Abstract

• Mass transfer experimental method to visualize and quantify local air-side HTCs. • Local and averaged HTCs on real-scale HX aluminum fin surfaces. • HTC comparison between fin-and-tube HXs with inline and staggered tube arrangement. • Row-by-row HTC degradation of plain fin-and-tube HXs at various Re. • Correlations of averaged HTC and pressure drop on measured HX fin geometry. An absorption-based mass transfer method has been employed in the current study to obtain two-dimensional HTC distributions on two different 8-row fin-and-tube heat exchangers. The method utilizes a color change coating material and a tracer gas to quantify local mass transfer on the fin surfaces and then employs the heat and mass transfer analogy to calculate local air-side HTCs.
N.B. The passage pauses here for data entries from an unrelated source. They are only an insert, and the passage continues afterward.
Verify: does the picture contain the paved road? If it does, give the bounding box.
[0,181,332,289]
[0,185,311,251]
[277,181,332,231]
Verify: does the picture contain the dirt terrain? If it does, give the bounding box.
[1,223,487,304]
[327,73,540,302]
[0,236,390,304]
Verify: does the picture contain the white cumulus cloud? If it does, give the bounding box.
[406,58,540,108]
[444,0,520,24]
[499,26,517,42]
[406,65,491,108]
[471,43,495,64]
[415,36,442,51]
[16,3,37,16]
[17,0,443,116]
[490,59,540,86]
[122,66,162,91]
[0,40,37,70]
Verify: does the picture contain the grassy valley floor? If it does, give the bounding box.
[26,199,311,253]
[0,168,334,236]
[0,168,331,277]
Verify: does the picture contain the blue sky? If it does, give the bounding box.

The accuracy and robustness of the method were validated in previous studies. The current study focuses on investigating the row-by-row HTC degradation by increasing the number of tube rows. The local HTC measurements of the current study ranged from 0.5-4.8 ms −1 face airflow velocity using dry fin surfaces. The two 8-row fin-and-tube heat exchangers have the same tube diameter, tube pitch, fin pitch, and fin shape. The only difference is the staggered vs. inline arrangement of the tube bundle. Averaged HTCs of each row are quantified and compared. The results show HTC degradation is related to the tube arrangement, airflow velocity, and row number. The heat exchanger with inline tube arrangement shows a more substantial HTC degradation than the heat exchanger with the staggered tube arrangement. The maximum HTC decline is observed on the second row with 40% compared to the first row while flow velocity is below 1 ms −1 . The row-by-row HTC degradation becomes less significant for higher flow velocities. HTC degradation appears to be negligible past the 5 th row. The current study provides a method that can be used to predict air-side HTCs of fin-and-tube heat exchangers with multiple rows.